Please see the answers inline.

On 5/13/05, Paul J. Lucas <pauljlucas@mac.com> wrote:
> On Fri, 13 May 2005, Daniel John Debrunner wrote:
>
> > So I think the answer to Paul's question is not answered by that
> > documentation.
>
>        Right.
>
> > Does it mean the most recent INSERT for that connection or the most
> > recent insert to the database.
>
>        What about the most recent insert for a table?  Does:
>
>                SELECT IDENTITY_VAL_LOCAL() FROM mytable1;
>
>        really only return IDENTITY_VAL_LOCAL() for *that* table or is
>        the above deceptively equivalent to:
>
>                VALUES IDENTITY_VAL_LOCAL();
>
The SELECT IDENTITY_VAL_LOCAL() FROM mytable1 will return the value that got into generated for any table with identity column using single row insert with values clause in the current transaction. And hence, return from SELECT IDENTITY_VAL_LOCAL() FROM mytable1 depends on what kind of insert statements went in before the select in the transaction.
 
>        ?  More explicitly, if I do:
>
>                INSERT INTO mytable1 ... ;
>                INSERT INTO mytable2 ... ;
>                SELECT IDENTITY_VAL_LOCAL() FROM mytable1;
>                SELECT IDENTITY_VAL_LOCAL() FROM mytable2;
>
>        where both tables have an IDENTITY column, so I get the correct
>        values back from both selects?
>
Let me repeat following line of the documentation again here.
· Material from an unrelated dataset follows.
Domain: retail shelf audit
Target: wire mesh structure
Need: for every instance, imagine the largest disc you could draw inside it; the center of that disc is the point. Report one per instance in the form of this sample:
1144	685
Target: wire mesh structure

"The IDENTITY_VAL_LOCAL function is a non-deterministic function that returns the most recently assigned value for an identity column, where the assignment occurred as a result of a single row INSERT statement using a VALUES clause."
 
So, for your particular example (assuming both mytable1 and mytable2 have identity column and assuming that the inserts are single row inserts using a VALUES clause), both the select sqls will return the the value that went into mytable2's identity column.